Conversely, an improved public hospital system which created a more attractive working environment and paid doctors and nurses better, would attract private practitioners back, benefiting the entire system.
The biggest problem was the failure of the public health care sector to meet the health care needs of citizens and its failure to use scarce public funding efficiently and appropriately to improve accessibility, quality of care and health outcomes.
Bloomberg said with the economy shrinking (6% decrease in GDP in the last quarter) payroll taxes at the levels being hinted at (2 - 5%) would impact on the cost of employment and therefore on the potential of the economy to create new jobs.
Even a 'dramatic' 30% increase in funding for overall health care (i.e. up from the current 3.5% of GDP to 5%), when spread out across the entire population, would still only buy a package of benefits equivalent to about one-quarter of the package currently obtained by medical scheme members.
Benefit improvements 'minor,' experts predict
Added Bloomberg: 'The harsh reality is that at our stage of economic development, an NHI system will only provide a very limited package of benefits beyond what is already provided within the public health care system'.
Van der Heever said the report appeared in part to motivate its changes on the 'improbable ground' that it can improve on private sector inefficiencies.
'However, there is no examination of the real risk that the proposals could deepen the service delivery crisis in the public system. Quite aside from the possibility that trying to implement this plan would deflect attention away from much needed reforms, the proposals would squander budget increases for paying public sector staff at private sector earnings levels,' he said.

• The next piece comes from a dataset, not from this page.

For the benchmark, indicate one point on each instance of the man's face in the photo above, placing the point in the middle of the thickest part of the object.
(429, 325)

'Remarkably', the task group recognised the possibility that health professionals would flee the country rather than be subjected to this process. 'To mitigate this inevitable consequence they envisaged again resorting to the importation of Cuban doctors it is however not clear that the fleeing engineers, accountants, lawyers, and actuaries will also be replaced by Cuba,' he added caustically.
According to Professor Heather McCleod, a specialist in public health, family medicine, statistics and actuarial science (UCT and Stellenbosch University), cost would be the main reason for not pushing ahead immediately to a national system where some contributed and all got the same benefits.
She estimates that it will cost the proposed payroll contributors some 15% of their income to achieve this, citing StatsSA 2005 population figures of 4.8% of the population being children under 20 and 61.6% being under 30.
Most importantly, nearly 90% of the under-30s were jobless, while 54% of the entire working age population was unemployed.
Citing the WHO, she said only Japan (36 years) and the Republic of Korea (26 years) had achieved universal coverage in under 40 years.
'The important thing is for South Africa to start a process of mandatory health insurance we may not be able to cover everyone immediately but the intention is to do so as soon as employment and incomes make this feasible,' she added.
Others have added their shopping lists of matters to be addressed before NHI can begin to be introduced. These include:
addressing the human resources problems
addressing infrastructure problems, especially at hospitals
establishing an effective procurement and supply chain
implementing a proper IT system
putting proper monitoring and evaluation systems in place in order to understand the disease burden
finding an effective system through which to collect revenue
addressing budgeting issues
ensuring that the proposed system meets constitutional obligations
addressing issues of accessibility to NHI, especially for people who do not have identity documents or who are not permanent residents.